Il n'était pas encore neuf heures, et il gagna le parc Monceau tout frais de l'humidité des arrosages.
S'étant assis sur un banc, il se remit à rêver. Un jeune homme allait et venait devant lui, très élégant, attendant une femme sans doute.
Elle parut, voilée, le pied rapide, et, ayant pris son bras, après une courte poignée de main, ils s'éloignèrent.
Un tumultueux besoin d'amour entra au cœur de Duroy, un besoin d'amours distinguées, parfumées, délicates. Il se leva et se remit en route en songeant à Forestier. Avait-il de la chance, celui-là!
Il arriva devant sa porte au moment où son ami sortait.
– Te voilà! à cette heure-ci! Que me voulais-tu?
Duroy, troublé de le rencontrer ainsi comme il s'en allait, balbutia:
– C'est que… c'est que… je ne peux pas arriver à faire mon article, tu sais, l'article que M. Walter m'a demandé sur l'Algérie. Ça n'est pas bien étonnant, étant donné que je n'ai jamais écrit. Il faut de la pratique pour ça comme pour tout. Je m'y ferai bien vite, j'en suis sûr, mais, pour débuter, je ne sais pas comment m'y prendre. J'ai bien les idées, je les ai toutes, et je ne parviens pas à les exprimer.
Il s'arrêta, hésitant un peu. Forestier souriait avec malice:
– Je connais ça.
Duroy reprit:
– Oui, ça doit arriver à tout le monde en commençant. Eh bien, je venais… je venais te demander un coup de main… En dix minutes tu me mettrais ça sur pied, toi, tu me montrerais la tournure qu'il faut prendre. Tu me donnerais là une bonne leçon de style, et sans toi, je ne m'en tirerai pas.
L'autre souriait toujours d'un air gai. Il tapa sur le bras de son ancien camarade et lui dit:
– Va-t'en trouver ma femme, elle t'arrangera ton affaire aussi bien que moi. Je l'ai dressée à cette besogne-là. Moi, je n'ai pas le temps ce matin, sans quoi je l'aurais fait bien volontiers.
Duroy, intimidé soudain, hésitait, n'osait point:
– Mais, à cette heure-ci, je ne peux pas me présenter devant elle?..

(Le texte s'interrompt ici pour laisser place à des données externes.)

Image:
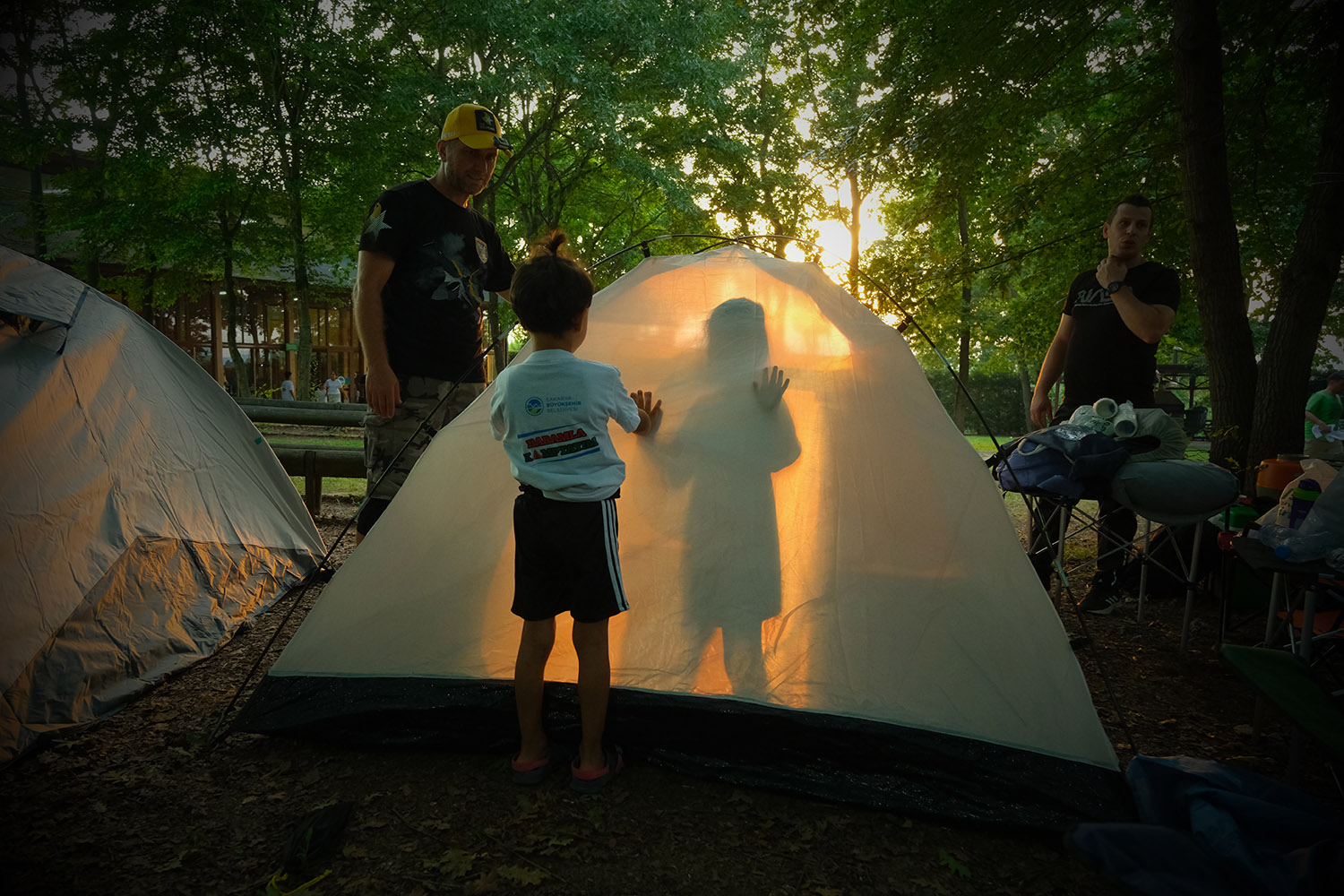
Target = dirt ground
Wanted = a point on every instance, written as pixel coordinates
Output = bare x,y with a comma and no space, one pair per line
142,804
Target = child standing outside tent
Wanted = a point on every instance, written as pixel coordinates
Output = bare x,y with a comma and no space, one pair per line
551,413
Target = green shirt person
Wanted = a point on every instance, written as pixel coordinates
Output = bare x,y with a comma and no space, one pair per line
1322,410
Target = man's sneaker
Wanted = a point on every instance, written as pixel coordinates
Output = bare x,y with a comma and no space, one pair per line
1101,598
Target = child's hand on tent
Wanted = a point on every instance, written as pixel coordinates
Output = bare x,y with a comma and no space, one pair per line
769,387
650,413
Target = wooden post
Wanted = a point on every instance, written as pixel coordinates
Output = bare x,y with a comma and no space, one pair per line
312,485
217,343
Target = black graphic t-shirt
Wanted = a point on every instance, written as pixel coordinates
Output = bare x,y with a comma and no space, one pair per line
445,258
1105,358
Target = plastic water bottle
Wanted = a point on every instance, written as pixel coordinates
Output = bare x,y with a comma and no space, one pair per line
1301,503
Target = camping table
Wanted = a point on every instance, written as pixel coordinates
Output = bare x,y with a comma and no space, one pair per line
1295,581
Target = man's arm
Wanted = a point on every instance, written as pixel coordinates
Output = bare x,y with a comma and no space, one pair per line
1148,323
381,386
1051,370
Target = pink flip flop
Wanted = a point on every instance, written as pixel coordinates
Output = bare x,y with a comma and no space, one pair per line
593,780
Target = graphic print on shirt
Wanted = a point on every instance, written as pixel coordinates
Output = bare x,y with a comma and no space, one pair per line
1093,298
558,444
445,276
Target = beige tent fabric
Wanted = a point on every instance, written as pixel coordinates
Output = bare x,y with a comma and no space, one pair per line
847,555
142,517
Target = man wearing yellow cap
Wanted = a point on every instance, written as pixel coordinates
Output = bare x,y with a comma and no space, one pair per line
425,261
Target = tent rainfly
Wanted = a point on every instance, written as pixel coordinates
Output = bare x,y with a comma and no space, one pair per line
142,514
830,599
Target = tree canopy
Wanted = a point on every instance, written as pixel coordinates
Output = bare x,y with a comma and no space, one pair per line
203,140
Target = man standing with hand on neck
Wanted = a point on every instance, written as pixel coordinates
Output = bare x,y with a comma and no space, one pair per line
425,261
1107,347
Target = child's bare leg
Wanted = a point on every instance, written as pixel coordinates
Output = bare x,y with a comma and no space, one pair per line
594,685
534,649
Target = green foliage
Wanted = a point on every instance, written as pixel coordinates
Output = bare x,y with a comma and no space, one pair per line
997,395
247,137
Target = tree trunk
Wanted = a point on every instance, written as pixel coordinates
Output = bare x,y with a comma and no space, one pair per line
38,211
959,409
241,374
855,204
1026,383
1305,287
1214,249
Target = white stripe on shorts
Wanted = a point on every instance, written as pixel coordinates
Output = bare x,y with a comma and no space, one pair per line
613,557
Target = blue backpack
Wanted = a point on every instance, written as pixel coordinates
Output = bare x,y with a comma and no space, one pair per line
1064,462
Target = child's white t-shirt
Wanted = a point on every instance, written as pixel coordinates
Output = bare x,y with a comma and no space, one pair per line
551,411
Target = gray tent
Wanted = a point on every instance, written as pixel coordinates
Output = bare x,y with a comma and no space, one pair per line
142,514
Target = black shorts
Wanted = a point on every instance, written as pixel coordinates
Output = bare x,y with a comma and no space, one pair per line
566,557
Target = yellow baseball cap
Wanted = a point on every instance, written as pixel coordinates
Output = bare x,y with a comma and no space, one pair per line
478,128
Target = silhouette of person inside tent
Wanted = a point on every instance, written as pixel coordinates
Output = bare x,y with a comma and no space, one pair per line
731,441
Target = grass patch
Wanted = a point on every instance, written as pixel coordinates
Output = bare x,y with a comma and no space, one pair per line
325,441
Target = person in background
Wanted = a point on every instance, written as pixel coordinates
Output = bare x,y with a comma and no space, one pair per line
331,389
230,376
1322,410
564,525
1107,347
425,261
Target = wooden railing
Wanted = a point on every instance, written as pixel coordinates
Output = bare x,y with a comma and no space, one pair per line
312,461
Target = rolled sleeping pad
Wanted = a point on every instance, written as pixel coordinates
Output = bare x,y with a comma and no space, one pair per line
1124,422
1105,408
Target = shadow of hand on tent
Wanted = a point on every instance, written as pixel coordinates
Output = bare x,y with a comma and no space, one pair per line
733,438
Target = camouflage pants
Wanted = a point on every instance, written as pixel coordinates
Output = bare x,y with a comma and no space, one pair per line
383,438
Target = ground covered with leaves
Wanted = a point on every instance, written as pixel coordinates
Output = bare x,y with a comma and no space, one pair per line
145,804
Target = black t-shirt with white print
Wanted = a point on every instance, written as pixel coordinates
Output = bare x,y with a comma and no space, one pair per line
1105,359
445,257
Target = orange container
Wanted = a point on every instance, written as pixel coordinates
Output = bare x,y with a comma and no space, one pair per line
1274,474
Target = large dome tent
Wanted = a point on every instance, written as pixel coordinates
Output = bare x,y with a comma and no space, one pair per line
832,600
142,517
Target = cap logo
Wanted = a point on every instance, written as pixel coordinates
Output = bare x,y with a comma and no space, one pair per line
486,123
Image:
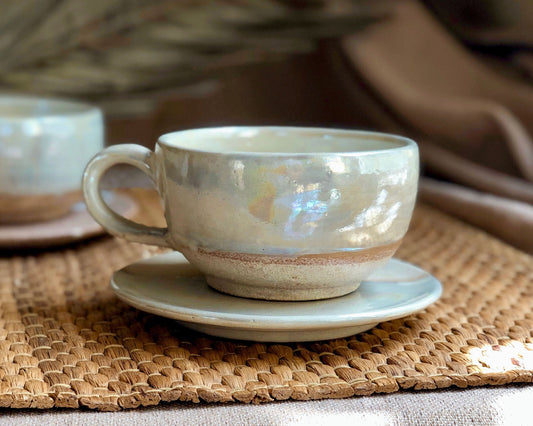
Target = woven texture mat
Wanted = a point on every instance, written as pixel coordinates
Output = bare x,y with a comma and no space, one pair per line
66,341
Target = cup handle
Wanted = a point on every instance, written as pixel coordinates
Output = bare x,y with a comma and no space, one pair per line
137,156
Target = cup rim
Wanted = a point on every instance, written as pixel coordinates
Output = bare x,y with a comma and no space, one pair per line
406,143
57,108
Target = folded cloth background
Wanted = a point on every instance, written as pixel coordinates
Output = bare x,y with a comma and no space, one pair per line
474,123
455,76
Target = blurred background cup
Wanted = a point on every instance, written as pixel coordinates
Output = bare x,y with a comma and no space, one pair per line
44,147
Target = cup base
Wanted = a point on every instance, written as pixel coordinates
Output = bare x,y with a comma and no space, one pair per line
289,278
276,293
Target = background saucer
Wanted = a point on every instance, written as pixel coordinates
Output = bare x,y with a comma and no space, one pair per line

– Si, parfaitement. Elle est levée. Tu la trouveras dans mon cabinet de travail, en train de mettre en ordre des notes pour moi.

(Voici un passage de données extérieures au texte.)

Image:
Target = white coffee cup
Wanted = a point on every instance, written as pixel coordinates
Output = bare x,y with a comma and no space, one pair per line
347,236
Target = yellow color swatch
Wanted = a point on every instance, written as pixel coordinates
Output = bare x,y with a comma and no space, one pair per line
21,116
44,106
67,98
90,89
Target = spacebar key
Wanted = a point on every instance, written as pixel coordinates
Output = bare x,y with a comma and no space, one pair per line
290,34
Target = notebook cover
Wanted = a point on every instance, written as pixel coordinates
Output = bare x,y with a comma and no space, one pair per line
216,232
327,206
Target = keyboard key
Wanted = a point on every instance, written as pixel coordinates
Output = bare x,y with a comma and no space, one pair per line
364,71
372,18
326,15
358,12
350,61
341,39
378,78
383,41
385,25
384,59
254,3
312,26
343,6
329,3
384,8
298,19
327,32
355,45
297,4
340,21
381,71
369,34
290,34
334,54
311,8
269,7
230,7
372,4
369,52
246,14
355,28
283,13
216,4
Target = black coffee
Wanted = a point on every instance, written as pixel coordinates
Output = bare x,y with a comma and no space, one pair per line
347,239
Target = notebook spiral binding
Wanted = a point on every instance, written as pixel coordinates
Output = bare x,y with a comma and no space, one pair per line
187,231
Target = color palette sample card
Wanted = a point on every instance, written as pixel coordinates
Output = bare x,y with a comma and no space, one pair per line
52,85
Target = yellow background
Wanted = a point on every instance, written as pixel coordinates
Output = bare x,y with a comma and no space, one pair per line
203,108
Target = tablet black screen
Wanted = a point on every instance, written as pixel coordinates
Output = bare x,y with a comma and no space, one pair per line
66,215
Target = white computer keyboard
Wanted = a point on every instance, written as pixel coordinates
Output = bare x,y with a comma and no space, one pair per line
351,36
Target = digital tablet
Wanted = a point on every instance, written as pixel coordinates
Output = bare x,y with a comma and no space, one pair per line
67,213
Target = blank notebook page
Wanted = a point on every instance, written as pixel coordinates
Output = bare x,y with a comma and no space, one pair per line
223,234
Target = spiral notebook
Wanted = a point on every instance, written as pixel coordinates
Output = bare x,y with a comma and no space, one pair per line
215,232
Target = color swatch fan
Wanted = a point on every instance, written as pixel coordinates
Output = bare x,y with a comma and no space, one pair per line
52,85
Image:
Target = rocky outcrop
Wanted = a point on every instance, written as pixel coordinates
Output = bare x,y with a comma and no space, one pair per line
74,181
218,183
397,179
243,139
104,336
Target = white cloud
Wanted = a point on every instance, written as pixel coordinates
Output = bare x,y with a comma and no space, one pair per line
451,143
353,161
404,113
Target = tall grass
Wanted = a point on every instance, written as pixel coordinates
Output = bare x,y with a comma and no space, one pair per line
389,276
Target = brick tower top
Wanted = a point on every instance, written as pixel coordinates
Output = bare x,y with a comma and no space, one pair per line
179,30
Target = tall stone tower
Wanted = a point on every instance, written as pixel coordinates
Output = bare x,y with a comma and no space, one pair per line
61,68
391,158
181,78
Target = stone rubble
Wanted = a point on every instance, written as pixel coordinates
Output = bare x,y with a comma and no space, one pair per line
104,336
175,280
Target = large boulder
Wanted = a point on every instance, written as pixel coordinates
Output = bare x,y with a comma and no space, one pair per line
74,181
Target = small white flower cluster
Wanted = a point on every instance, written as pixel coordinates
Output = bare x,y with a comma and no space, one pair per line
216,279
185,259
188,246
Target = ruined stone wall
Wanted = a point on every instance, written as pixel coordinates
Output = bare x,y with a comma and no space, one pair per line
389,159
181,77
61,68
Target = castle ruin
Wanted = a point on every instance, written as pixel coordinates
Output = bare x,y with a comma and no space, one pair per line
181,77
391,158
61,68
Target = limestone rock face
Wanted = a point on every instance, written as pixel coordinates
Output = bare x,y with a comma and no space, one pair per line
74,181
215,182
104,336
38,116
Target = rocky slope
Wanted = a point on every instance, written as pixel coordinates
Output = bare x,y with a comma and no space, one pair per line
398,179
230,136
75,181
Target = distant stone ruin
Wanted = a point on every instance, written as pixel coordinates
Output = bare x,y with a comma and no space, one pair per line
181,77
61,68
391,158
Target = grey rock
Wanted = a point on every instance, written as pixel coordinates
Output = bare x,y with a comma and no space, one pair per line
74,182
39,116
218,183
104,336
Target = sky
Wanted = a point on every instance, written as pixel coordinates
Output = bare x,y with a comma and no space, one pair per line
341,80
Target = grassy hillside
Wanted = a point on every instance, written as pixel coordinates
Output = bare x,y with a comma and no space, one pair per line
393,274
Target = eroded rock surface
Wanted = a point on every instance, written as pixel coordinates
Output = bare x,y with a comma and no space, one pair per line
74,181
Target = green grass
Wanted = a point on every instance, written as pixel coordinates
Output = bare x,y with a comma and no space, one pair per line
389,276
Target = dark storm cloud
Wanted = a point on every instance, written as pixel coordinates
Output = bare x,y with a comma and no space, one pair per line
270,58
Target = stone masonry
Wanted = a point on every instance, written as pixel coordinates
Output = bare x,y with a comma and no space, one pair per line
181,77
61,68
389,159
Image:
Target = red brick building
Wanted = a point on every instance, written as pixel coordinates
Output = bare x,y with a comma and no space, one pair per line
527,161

L'autre refusait de monter.
– Non… ça n'est pas possible…
Forestier le prit par les épaules, le fit pivoter sur ses talons, et le poussant vers l'escalier:
– Mais, va donc, grand serin, quand je te dis d'y aller. Tu ne va pas me forcer à regrimper mes trois étages pour te présenter et expliquer ton cas.
Alors Duroy se décida:
– Merci, j'y vais. Je lui dirai que tu m'as forcé, absolument forcé à venir la trouver.
– Oui. Elle ne te mangera pas, sois tranquille. Surtout n'oublie pas, tantôt, trois heures.
– Oh! ne crains rien.
Et Forestier s'en alla d'un air pressé, tandis que Duroy se mit à monter lentement, marche à marche, cherchant ce qu'il allait dire et inquiet de l'accueil qu'il recevrait.
Le domestique vint lui ouvrir. Il avait un tablier bleu et tenait un balai dans ses mains.
– Monsieur est sorti, dit-il sans attendre la question.
Duroy insista:
– Demandez à Mme Forestier si elle peut me recevoir, et prévenez-la que je viens de la part de son mari, que j'ai rencontré dans la rue.
Puis il attendit. L'homme revint, ouvrit une porte à droite, et annonça:
– Madame attend monsieur.
Elle était assise sur un fauteuil de bureau, dans une petite pièce dont les murs se trouvaient entièrement cachés par des livres bien rangés sur des planches de bois noir. Les reliures de tons différents, rouges, jaunes, vertes, violettes et bleues, mettaient de la couleur et de la gaieté dans cet alignement monotone de volumes.